A Case for Creative Destruction

It remains uncertain whether Pyongyang is ready for creative destruction and has made the strategic decision to give up its nuclear weapons. What is clear is that the implosion of a cooling tower may make a new Libyan model possible for North Korea This is not the Libyan model that was at the center of the first Bush administration's North Korea policy – i.e., complete, verifiable, irreversible disarmament prior to concessions – but rather the recent Goldman Sachs-linked model as detailed in a June 19 Bloomberg report that went unnoticed. The Libyan government had hired Goldman Sachs to help the North African nation's central bank prepare and provide information on Libya's behalf to credit rating agencies. Having improved relations with the West after giving up its nascent uranium enrichment-based weapons program in 2004, the Libyan government is now seeking to bring in Exxon Mobil, Royal Dutch Shell and others to expand production of its previously sanctions-impeded oil industry.

Tripoli's decision to dismantle its nuclear weapons program and boost oil sales to the international market represents a new Libyan model – one that is focused on the benefits resulting from creative destruction rather than on the precise manner in which nuclear disarmament occurs. North Korea could benefit from this new model.
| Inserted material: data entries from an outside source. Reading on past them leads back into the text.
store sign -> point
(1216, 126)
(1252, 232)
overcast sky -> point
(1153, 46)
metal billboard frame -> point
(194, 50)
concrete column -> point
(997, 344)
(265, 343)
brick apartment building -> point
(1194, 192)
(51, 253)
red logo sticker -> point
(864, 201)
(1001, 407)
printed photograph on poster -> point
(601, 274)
Sitting on largely untapped mineral resources during a period of record-breaking commodity prices, Chairman Kim Jong Il's decision to effect creative destruction would bolster his ability to repair his economy and peacefully co-exist with his neighbors and the United States – all the while preserving his regime just as a certain Libyan colonel had done.

 

What's Next?

Two key factors could quickly undermine the recently created momentum in the Six-Party Talks process. The first is an inadequate verification mechanism emerging from the verification principles agreed to in Beijing in mid-July. A mechanism that lacks the robust methods required to confirm that the declaration is "complete and correct" could come to fruition. Having effectively lowered the bar on what is presently contained in the declaration, the Bush administration has little flexibility on the verification issue. Based on the experience of U.S. officials during the 1994 North Korean nuclear imbroglio, the North Koreans are likely to draw out the negotiations on how short notice access to declared and suspect sites, environmental sampling of materials and equipment, and interviews with North Korean personnel will be specifically conducted. With only about six months left in the Bush administration, an unprecedented pace of agreement on these topics would have to be achieved.
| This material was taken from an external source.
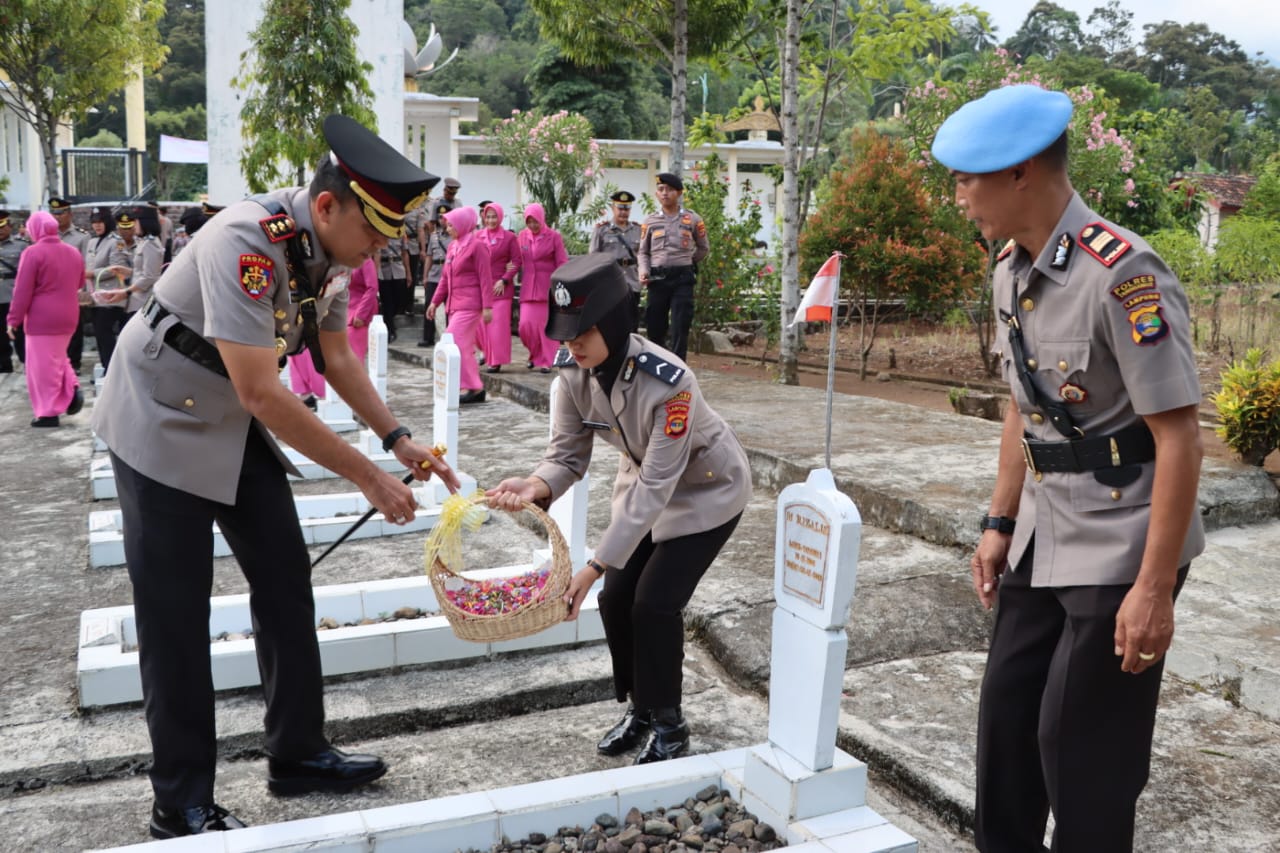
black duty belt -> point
(659, 273)
(1130, 446)
(183, 340)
The second factor is North Korea's revival of its demand for light-water reactors (LWRs). Under the 2005 Joint Statement, the six parties agreed to discuss the provision of LWRs to North Korea "at an appropriate time." Though dormant for almost three years, the LWR issue has not been tamed. In the aftermath of the cooling tower demolition, North Korea may feel emboldened to soon declare the arrival of "an appropriate time" to table the LWR issue. Watching the Bush administration attempt to make as much progress on phase III nuclear rollback as possible, Pyongyang may introduce its own interpretation of the principle of "action for action" in the form of a ratio. Rather than one action being reciprocated with another action, Pyongyang may insist that for every one North Korean action, two or three U.S. actions be performed. In doing so, Pyongyang may introduce its own version of inflation where more will be required for less from the Kim Jong Il regime.

 

John S. Park is director of the Korea Working Group at the U.S. Institute of Peace in Washington, D.C. The opinions expressed in this article are those of the author and do not reflect those of USIP.